Unified Communications and Its Impact on IT and the Business from Delivery to a Year and Beyond
With businesses trying to cut costs and build on existing IT investments, vendors are keen to follow suit by educating their customers about Unified Communications (UC). More often than not, UC can take on many shapes and sizes depending upon the preferred flavor, but one thing remains the same: optimization of communication within the enterprise. This optimization often rationalizes upon end-user communication touch points by introducing easily accessible mechanisms for business collaboration. This article examines some of these new ways of working, specifically by deploying the Microsoft UC Suite (Communications Server and Exchange Unified Messaging).
Author: Adam Jacobs
Publication date: February 2010
Product version: Office Communications Server 2007, Office Communications Server 2007 R2, Exchange Server 2007, and Exchange Server 2010
As you might know, IT professionals are now likely to be responsible for delivering both voice and data infrastructure to their business. I say this because not so long ago they were separate functions. The person responsible for voice wouldn’t know much about routers and switches, and your data technician might look at you blankly when you told him you needed additional PRI cards for your PBX.
Of course, this has all changed, and while desktop VoIP has already been implemented by around 34% of enterprises*, the next generation of telephony technology is being layered on top of these former investments. Microsoft refers to this as "no rip and replace", which basically means taking your existing infrastructure and layering Unified Communications (UC) intelligence on top of it. This is a key point when trying to leverage funds from your CTO.

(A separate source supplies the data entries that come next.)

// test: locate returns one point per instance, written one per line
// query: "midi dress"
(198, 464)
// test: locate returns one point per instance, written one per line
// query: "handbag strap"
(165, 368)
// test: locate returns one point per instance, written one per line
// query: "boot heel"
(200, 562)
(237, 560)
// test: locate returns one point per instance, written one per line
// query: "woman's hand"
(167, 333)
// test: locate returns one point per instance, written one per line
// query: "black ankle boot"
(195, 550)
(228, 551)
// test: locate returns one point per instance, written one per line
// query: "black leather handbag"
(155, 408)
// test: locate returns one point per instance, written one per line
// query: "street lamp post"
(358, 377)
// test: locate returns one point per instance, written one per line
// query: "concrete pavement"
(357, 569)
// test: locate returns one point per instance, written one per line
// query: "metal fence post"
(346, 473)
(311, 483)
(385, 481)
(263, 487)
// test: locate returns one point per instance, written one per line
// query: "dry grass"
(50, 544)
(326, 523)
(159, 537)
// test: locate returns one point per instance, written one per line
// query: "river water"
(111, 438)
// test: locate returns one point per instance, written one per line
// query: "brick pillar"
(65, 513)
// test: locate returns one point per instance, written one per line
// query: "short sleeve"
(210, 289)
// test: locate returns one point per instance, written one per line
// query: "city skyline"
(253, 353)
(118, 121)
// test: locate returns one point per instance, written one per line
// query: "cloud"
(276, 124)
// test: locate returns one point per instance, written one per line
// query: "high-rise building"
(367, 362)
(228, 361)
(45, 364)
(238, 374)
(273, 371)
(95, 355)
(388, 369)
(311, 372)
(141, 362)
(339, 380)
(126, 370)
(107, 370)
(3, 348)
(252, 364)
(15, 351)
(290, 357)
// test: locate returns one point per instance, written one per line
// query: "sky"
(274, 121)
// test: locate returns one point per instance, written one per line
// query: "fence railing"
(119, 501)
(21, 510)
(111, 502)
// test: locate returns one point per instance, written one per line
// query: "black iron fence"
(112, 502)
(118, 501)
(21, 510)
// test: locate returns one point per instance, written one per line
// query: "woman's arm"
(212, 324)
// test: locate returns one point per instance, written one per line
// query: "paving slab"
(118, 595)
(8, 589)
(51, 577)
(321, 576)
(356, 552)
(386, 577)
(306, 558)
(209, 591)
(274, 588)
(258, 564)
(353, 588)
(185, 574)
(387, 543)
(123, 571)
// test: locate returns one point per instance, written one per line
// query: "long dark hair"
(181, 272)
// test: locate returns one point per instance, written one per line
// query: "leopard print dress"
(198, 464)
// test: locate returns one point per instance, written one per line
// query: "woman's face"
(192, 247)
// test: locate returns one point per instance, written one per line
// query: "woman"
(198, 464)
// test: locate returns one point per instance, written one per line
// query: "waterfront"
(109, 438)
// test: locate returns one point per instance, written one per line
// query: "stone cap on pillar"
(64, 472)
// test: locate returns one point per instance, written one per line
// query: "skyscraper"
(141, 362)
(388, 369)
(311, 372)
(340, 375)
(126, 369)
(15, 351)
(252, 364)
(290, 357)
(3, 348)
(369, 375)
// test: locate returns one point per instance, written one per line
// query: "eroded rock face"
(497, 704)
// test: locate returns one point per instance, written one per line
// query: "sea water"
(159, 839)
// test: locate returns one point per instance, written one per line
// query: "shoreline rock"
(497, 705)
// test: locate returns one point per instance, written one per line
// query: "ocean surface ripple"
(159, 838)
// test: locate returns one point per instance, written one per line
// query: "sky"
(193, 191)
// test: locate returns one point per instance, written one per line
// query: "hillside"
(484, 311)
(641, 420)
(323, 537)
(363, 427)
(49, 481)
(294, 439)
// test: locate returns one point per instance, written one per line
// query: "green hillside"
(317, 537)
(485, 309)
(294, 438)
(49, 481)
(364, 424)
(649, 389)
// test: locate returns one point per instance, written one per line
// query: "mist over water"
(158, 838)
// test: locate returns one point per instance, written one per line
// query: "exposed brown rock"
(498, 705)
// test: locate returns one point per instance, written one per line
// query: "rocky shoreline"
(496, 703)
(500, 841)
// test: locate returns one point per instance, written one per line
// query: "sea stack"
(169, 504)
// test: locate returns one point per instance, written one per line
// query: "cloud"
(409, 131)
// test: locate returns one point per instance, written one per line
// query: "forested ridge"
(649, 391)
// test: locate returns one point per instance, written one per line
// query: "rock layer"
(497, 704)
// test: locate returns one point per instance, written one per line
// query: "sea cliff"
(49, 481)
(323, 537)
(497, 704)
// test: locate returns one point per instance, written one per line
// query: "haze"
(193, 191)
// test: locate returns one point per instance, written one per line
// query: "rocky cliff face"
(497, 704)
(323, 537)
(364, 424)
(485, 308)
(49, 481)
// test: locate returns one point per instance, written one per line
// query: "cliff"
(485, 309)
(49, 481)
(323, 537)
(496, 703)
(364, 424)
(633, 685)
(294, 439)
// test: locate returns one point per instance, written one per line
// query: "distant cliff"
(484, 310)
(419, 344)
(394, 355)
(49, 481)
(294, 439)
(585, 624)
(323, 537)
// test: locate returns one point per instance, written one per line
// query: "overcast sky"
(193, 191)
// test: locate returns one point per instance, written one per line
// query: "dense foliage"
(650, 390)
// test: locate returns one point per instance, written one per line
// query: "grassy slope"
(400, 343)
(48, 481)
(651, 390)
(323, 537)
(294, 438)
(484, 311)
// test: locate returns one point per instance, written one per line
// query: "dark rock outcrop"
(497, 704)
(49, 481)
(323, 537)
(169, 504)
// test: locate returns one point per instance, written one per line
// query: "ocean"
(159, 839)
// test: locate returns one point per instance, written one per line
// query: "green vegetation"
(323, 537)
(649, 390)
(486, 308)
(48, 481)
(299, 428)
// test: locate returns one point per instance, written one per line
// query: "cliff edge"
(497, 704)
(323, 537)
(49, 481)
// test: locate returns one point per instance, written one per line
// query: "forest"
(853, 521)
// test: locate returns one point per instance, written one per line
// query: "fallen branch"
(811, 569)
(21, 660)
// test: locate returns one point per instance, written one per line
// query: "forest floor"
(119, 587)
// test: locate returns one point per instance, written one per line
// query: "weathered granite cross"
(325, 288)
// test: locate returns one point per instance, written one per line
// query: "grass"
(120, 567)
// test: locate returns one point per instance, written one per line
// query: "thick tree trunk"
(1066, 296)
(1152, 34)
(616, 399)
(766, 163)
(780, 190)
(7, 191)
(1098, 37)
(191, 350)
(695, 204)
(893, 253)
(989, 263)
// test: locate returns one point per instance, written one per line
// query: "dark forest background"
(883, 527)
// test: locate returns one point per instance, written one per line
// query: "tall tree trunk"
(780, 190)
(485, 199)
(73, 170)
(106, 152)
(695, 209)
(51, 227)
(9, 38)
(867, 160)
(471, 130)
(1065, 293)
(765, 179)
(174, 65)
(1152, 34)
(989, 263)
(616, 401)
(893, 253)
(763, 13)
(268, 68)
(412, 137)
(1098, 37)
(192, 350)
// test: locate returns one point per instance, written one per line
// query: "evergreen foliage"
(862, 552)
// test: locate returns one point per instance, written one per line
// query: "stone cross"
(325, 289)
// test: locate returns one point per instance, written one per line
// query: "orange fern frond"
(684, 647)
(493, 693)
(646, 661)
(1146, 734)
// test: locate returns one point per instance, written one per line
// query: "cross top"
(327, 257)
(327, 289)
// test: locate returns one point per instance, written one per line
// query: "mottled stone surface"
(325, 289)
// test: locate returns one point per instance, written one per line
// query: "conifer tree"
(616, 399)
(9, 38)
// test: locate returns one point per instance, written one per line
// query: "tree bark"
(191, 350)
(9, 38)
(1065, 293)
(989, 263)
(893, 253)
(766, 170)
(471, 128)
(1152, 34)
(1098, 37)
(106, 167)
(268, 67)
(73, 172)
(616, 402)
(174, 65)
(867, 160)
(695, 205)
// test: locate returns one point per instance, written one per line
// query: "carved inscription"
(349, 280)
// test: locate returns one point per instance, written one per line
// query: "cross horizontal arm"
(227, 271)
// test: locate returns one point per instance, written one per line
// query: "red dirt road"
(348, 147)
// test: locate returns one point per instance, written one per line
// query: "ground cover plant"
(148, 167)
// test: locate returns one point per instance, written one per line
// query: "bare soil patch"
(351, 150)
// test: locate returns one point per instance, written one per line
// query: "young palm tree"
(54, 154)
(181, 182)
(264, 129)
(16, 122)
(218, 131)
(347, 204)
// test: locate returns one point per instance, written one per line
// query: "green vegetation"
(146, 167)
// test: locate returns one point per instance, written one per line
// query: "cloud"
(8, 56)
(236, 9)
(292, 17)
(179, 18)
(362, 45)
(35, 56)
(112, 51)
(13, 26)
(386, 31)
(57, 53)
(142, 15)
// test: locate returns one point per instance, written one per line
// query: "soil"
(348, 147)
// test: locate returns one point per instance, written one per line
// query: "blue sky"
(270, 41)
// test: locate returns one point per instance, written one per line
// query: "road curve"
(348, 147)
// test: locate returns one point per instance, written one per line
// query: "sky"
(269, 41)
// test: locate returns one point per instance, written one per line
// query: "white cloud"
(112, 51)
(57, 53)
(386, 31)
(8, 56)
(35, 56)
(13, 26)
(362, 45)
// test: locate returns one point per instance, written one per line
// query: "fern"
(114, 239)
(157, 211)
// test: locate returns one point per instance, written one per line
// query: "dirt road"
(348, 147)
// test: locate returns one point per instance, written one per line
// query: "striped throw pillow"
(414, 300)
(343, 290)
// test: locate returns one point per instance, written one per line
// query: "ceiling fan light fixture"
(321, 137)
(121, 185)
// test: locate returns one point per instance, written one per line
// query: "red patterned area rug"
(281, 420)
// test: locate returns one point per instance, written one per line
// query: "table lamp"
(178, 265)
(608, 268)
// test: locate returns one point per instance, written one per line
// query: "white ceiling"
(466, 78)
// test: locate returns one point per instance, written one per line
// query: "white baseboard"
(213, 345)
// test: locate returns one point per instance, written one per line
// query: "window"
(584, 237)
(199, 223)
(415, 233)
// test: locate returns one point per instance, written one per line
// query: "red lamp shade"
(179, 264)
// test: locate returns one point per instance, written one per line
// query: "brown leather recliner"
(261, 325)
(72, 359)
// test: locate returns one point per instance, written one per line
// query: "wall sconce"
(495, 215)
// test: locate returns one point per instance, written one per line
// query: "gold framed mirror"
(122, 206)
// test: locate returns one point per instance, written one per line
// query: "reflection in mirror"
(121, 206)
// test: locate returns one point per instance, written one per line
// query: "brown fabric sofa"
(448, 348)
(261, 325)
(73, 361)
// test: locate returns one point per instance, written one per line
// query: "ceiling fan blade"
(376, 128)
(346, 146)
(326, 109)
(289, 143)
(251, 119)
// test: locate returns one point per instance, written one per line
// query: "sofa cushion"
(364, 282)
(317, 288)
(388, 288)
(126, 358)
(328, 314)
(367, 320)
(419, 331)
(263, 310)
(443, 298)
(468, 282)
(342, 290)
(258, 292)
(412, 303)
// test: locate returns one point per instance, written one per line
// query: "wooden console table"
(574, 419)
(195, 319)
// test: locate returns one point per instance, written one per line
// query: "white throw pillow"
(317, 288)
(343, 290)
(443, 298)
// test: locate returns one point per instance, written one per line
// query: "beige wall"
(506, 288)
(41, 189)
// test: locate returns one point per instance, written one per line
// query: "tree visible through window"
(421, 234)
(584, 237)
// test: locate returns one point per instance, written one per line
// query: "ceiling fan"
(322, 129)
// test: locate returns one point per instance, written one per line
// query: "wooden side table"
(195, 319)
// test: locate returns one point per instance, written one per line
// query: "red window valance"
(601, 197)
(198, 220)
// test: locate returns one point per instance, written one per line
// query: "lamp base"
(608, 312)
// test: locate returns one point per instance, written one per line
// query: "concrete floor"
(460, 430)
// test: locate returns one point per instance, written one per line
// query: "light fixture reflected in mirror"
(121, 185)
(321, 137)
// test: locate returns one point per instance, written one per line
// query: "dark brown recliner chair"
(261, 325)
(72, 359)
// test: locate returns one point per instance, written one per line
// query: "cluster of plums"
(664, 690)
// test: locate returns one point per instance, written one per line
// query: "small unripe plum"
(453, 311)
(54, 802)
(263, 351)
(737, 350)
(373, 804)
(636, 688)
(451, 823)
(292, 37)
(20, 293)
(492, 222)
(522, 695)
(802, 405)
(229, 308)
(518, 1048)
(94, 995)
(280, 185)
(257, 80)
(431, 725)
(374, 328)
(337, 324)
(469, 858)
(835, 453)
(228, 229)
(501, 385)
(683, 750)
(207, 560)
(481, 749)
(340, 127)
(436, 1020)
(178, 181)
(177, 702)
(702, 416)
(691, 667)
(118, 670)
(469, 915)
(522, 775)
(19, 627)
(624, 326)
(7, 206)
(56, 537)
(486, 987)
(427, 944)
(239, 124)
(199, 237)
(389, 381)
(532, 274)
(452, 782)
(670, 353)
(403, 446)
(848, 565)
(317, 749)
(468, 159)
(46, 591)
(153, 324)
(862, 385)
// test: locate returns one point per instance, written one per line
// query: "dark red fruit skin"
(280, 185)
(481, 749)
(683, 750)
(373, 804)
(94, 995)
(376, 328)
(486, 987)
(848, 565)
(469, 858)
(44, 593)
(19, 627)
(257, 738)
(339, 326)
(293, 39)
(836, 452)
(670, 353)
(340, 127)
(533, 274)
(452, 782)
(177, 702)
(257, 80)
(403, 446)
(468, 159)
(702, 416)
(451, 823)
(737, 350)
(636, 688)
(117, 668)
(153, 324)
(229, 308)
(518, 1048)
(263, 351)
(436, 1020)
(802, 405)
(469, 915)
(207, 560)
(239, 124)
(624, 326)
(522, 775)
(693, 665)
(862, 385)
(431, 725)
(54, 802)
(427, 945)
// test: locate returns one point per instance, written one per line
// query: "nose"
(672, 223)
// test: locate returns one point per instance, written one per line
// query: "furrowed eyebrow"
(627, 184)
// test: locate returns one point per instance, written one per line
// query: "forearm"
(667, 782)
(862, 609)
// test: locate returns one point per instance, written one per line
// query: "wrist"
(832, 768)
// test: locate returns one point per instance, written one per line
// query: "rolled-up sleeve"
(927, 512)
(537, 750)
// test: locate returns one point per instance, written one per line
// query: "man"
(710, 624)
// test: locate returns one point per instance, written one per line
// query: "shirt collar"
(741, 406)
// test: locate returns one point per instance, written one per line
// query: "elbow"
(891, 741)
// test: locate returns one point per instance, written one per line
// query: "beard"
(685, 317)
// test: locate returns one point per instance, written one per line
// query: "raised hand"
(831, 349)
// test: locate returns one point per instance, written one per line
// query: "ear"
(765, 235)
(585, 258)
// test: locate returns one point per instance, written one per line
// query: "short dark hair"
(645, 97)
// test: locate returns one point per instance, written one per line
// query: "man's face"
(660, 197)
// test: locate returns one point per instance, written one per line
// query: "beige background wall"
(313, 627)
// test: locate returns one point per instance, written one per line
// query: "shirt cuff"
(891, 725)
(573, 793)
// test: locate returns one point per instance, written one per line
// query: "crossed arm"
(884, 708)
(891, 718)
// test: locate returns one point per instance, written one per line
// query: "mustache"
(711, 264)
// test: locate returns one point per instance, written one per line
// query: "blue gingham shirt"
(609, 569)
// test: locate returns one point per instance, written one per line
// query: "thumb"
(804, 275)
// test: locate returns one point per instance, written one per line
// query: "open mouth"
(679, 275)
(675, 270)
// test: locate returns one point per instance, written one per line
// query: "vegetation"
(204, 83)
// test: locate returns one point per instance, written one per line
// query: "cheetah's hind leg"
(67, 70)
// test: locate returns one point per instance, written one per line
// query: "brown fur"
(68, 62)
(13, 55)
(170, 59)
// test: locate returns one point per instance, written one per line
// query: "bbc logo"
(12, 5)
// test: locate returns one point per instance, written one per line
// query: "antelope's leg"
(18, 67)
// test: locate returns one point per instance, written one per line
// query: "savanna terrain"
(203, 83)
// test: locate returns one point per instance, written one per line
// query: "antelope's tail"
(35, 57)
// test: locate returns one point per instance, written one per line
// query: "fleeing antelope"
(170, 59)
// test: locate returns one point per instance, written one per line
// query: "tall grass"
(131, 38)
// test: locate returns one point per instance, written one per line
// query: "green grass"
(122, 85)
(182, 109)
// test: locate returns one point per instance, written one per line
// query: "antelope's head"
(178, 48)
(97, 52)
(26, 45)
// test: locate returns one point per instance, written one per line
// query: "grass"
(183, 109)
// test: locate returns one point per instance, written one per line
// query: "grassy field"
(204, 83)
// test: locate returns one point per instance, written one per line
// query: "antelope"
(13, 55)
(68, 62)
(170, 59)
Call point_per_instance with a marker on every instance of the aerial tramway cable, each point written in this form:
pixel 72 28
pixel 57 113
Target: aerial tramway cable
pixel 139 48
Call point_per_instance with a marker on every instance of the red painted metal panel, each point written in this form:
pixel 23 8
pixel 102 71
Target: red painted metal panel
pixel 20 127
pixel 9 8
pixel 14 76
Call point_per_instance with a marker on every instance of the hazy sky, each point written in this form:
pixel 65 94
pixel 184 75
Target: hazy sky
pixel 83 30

In my capacity as IT Service Delivery Manager for a medium size foreign exchange company, First Rate Exchange Services, I decided that by adopting UC, we could add several efficiencies to our IT provision. I could talk to you about how we went about deploying these systems, but I’m limited on space, so I will focus on our key objectives and the benefits of UC to both IT and the business.
Our initial requirements included:
- Soft phone capabilities: A location independent phone that could be used not only within our already QoS enabled WAN, but also through VPN while users are at home or away on business.
- Presence: Knowing people’s availability status (for example, on the phone, in a meeting, or out of the office).
- Alternative handsets for users: Rather than using TDM or VoIP vendor-manufactured devices, we wanted to supply USB phones (Catalina-a personal favorite), Ethernet phones (Tanjay), or just a USB headset (which I always keep in my bag).
- Opportunities: We knew that with the addition of Office Communications Server, we would be able to consider integrating with other mobile devices or even federation with other partner organizations.
The benefits from the previously listed requirements were realized early on, but after a year of running UC in company-wide production, we now recognize many more.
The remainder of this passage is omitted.